FDA and other federal agencies have made repeated public statements that Gulf seafood is safe while conceding that there is no current testing for the presence of dispersant chemicals and that there is little scientific certainty about the full effects of dispersants on seafood, and in turn, humans. For example, a National Oceanic & Atmospheric Administration Assistant Secretary testified that dispersants may bio-accumulate in fish flesh. Moreover, there is a fear that humans may also be harmed by eating fish dispersant-soaked fish. One of the principal dispersant chemicals (2-butoxyethanol) is a fetal toxin that breaks down blood cells (much as it breaks up oil droplets), causing blood and kidney disorders.

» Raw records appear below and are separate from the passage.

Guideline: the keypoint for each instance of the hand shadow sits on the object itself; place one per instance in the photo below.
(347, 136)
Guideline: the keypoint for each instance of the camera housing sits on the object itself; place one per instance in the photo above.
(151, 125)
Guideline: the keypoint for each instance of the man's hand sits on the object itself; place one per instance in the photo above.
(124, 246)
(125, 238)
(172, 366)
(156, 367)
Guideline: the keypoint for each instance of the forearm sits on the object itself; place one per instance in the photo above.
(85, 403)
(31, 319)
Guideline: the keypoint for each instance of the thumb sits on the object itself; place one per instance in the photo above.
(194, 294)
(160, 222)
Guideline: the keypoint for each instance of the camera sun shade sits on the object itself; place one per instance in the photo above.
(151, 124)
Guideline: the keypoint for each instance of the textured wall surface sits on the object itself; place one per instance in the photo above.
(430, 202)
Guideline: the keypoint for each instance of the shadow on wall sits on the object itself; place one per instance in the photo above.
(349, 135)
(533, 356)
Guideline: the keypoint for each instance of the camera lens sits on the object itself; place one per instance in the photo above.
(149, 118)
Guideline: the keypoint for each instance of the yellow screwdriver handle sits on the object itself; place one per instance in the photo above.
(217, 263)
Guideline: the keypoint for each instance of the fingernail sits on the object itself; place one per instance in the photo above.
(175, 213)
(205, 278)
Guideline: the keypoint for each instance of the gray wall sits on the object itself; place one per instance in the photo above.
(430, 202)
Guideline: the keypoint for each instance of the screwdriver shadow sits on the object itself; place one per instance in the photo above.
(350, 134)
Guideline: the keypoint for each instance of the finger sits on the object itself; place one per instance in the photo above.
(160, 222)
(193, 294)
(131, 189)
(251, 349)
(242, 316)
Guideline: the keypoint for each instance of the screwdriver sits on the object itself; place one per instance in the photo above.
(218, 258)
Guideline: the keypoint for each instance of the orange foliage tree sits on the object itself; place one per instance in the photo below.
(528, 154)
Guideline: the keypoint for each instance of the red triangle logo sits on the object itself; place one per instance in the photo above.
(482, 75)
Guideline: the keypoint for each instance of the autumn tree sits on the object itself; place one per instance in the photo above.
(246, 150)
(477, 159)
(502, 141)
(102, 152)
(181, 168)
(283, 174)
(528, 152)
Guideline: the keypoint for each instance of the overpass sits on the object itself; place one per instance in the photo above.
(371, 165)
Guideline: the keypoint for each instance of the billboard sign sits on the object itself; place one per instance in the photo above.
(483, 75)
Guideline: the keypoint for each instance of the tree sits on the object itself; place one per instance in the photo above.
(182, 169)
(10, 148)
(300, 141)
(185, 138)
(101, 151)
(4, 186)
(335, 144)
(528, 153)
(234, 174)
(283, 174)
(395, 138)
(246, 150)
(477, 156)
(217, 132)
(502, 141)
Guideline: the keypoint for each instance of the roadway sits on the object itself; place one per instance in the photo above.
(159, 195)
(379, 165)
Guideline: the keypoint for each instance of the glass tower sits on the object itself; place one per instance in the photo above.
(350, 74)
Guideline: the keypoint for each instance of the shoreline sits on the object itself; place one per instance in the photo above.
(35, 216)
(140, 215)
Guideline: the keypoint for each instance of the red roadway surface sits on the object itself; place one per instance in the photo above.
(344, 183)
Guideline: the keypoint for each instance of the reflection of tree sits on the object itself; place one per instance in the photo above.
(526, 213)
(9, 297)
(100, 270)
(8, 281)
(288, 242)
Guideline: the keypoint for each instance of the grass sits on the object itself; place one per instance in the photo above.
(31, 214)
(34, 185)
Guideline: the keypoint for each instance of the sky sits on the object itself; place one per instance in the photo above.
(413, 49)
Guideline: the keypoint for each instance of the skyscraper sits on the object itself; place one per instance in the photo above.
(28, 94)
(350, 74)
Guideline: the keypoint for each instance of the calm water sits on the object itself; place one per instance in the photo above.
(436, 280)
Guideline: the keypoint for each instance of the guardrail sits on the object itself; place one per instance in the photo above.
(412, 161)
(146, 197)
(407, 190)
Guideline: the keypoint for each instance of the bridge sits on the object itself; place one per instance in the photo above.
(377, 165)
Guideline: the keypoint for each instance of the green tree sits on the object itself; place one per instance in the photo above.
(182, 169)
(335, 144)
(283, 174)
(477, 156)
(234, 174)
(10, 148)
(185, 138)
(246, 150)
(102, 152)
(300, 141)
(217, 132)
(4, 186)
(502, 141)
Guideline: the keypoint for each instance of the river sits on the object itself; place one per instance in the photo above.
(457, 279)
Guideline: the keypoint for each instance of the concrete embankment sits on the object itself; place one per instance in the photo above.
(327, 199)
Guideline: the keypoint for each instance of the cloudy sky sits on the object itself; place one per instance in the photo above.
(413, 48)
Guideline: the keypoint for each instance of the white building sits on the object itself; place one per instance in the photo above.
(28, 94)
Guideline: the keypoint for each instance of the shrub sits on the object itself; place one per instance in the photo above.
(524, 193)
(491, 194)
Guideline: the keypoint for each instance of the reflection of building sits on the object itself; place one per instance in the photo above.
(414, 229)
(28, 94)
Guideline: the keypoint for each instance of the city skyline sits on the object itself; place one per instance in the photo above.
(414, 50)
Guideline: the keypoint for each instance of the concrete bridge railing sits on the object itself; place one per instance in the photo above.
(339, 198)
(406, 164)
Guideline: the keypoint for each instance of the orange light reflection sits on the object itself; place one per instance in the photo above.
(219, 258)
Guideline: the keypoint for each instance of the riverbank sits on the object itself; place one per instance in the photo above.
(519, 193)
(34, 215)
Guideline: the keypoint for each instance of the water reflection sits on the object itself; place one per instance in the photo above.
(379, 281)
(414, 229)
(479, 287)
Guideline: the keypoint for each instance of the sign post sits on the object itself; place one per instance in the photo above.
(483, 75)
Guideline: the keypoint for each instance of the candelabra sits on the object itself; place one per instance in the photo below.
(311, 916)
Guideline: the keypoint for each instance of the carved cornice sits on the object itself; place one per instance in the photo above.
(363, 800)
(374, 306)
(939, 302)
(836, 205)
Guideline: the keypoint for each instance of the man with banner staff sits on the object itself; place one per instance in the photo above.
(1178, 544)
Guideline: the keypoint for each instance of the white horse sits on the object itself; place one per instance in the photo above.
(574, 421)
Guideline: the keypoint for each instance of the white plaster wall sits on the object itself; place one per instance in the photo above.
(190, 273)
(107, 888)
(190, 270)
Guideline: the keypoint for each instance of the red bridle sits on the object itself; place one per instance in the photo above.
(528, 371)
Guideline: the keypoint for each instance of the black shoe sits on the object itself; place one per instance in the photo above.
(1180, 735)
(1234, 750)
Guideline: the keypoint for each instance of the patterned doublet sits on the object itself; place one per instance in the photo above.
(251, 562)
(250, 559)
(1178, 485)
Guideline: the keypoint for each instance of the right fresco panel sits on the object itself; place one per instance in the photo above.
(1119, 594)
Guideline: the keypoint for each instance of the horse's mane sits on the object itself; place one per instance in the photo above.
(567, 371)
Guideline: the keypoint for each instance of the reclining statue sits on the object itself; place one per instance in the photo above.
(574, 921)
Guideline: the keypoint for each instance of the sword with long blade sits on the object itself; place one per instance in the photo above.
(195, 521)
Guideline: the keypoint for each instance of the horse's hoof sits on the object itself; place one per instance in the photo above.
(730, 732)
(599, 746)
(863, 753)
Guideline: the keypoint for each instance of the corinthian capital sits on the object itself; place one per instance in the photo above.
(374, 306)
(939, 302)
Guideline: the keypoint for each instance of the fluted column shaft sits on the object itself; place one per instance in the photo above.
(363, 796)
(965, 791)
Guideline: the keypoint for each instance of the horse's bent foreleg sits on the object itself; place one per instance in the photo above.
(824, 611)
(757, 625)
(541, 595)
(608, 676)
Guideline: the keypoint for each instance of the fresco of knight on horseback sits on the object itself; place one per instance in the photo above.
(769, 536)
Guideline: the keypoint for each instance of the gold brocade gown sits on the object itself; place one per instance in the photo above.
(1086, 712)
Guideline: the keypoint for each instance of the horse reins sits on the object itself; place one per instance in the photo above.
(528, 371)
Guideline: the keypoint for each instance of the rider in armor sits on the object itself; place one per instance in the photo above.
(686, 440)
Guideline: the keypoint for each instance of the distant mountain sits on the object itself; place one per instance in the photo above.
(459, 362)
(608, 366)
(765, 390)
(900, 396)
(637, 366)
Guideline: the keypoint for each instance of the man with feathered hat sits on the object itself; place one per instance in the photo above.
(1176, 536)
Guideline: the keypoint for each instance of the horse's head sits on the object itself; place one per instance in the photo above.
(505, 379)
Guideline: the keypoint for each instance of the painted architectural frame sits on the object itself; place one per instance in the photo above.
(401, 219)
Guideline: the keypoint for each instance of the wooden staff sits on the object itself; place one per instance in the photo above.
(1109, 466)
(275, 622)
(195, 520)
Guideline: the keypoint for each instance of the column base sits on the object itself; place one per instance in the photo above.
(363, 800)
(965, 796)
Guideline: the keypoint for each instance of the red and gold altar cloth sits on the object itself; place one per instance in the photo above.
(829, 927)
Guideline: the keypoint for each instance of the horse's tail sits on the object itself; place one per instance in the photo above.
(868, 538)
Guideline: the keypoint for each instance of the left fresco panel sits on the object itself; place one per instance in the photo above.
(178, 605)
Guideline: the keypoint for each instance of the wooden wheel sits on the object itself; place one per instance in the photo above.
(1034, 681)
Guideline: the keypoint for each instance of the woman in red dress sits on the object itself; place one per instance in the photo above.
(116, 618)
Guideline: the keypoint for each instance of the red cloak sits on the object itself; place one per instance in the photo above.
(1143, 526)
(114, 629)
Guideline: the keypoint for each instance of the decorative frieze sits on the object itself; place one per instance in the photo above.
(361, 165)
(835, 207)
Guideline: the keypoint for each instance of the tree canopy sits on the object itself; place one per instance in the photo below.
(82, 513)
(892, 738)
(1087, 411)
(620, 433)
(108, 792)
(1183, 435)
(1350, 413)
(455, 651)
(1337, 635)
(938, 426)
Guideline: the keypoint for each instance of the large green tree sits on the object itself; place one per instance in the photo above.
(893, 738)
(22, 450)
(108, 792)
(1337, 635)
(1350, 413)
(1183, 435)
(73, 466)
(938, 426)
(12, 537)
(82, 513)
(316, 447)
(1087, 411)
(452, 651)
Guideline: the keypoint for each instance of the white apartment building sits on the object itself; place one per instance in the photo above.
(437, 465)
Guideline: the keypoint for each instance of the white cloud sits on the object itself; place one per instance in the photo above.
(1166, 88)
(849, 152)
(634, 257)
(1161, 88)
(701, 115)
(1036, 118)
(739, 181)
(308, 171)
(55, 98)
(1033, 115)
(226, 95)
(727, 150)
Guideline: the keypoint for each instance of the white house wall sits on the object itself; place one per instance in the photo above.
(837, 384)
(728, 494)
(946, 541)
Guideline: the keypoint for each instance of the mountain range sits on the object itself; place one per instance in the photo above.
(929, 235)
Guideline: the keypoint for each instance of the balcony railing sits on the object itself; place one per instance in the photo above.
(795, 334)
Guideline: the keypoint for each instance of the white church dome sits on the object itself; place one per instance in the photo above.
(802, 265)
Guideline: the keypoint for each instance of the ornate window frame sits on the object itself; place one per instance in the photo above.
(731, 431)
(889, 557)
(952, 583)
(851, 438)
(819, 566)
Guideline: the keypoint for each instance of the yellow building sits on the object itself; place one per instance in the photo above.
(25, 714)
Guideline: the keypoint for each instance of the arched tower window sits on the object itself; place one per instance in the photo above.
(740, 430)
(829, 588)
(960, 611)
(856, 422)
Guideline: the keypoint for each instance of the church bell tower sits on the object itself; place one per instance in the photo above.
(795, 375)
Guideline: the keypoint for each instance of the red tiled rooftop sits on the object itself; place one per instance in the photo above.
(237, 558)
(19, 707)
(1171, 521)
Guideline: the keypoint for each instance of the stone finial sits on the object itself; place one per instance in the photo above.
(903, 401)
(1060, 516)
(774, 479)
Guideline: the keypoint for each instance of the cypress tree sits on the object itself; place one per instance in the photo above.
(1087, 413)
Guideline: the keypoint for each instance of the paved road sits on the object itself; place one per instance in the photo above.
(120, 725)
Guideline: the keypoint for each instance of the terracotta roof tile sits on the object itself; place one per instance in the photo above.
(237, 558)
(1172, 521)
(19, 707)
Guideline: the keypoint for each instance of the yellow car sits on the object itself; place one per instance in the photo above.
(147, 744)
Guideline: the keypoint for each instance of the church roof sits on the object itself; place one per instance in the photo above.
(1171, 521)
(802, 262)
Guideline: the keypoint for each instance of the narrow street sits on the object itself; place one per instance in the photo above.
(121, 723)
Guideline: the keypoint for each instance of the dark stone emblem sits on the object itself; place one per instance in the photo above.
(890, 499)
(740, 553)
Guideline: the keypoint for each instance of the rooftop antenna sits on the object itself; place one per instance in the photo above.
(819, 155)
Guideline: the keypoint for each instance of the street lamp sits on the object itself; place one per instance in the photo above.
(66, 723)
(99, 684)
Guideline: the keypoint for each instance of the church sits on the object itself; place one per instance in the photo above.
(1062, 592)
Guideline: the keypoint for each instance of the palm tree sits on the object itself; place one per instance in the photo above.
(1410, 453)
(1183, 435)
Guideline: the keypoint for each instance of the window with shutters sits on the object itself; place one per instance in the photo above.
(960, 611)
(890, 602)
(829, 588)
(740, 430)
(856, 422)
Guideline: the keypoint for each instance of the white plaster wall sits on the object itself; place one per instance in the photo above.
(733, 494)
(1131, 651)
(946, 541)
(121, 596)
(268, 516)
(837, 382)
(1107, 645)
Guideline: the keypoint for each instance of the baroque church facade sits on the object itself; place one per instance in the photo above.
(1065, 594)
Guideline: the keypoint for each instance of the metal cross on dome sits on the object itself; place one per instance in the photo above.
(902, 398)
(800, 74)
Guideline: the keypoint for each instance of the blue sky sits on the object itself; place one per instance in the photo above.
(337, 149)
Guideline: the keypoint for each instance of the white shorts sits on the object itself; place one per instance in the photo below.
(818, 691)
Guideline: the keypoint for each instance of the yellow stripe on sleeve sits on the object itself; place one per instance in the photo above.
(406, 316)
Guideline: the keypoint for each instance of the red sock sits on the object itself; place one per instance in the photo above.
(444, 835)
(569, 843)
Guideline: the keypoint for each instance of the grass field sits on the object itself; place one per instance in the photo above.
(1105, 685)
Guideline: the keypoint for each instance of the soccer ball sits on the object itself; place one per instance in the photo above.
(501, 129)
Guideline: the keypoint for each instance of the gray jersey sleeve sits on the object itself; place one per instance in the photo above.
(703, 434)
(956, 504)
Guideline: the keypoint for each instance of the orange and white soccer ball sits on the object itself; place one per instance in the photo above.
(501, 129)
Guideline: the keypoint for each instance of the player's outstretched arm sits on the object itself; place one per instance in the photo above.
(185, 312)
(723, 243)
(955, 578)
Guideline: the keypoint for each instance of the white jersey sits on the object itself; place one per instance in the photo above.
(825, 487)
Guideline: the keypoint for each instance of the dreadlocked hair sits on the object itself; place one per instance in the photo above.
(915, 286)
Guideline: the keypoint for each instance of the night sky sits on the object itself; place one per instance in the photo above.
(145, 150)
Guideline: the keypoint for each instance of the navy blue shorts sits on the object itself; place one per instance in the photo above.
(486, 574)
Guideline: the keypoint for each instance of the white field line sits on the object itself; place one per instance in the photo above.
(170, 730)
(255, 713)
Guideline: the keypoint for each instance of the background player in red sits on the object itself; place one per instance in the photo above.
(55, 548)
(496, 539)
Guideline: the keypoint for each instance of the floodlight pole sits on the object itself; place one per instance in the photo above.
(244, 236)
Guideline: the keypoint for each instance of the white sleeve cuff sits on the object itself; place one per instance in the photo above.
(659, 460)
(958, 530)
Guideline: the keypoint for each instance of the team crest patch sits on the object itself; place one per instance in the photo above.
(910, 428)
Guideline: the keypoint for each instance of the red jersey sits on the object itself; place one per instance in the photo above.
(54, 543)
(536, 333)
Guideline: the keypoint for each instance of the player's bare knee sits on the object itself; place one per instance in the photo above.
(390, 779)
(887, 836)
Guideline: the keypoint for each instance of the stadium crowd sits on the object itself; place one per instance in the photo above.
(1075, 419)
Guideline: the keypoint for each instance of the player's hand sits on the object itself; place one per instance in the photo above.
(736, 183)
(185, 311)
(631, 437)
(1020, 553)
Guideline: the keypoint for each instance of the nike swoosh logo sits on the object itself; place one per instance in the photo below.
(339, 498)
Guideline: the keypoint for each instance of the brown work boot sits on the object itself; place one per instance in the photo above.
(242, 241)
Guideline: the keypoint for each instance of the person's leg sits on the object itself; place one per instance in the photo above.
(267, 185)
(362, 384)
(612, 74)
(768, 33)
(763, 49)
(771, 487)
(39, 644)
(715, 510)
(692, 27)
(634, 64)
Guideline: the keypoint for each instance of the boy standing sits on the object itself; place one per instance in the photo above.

“FDA cannot say for certain whether the seafood coming out of the oil spill areas in the Gulf is safe,” stated PEER Staff Counsel Christine Erickson, who drafted the petition. “The high levels of uncertainty should dictate a policy of striving to be safe now rather than having to say you’re sorry later.”
The FDA testing regime currently relies upon inspectors sniffing seafood for any telltale smells, limiting chemical analyses to searching for the presence of crude oil in fish and shellfish. FDA has issued statements that there is unlikely little public health risk associated with consuming seafood that has been exposed to dispersants. Yet, the FDA failed to cite a single scientific study supporting this assertion.
“We are asking FDA to expand its seafood testing to protect public health and to restore the confidence of the consuming public and Gulf residents,” Erickson said, noting a recent survey indicating that even people who make their living off of the Gulf seafood industry have serious concerns about whether sensory testing ensures the Gulf’s seafood is safe to eat. “If the people that live in the Gulf and depend on its waters are worried about the seafood, then we should all be worried.”
The FDA Commissioner has 180 days to respond to the PEER petition by either granting or denying it in whole or part or adopting a “tentative” middle ground. “We would hope FDA responds to this petition before the deadline,” Erickson added.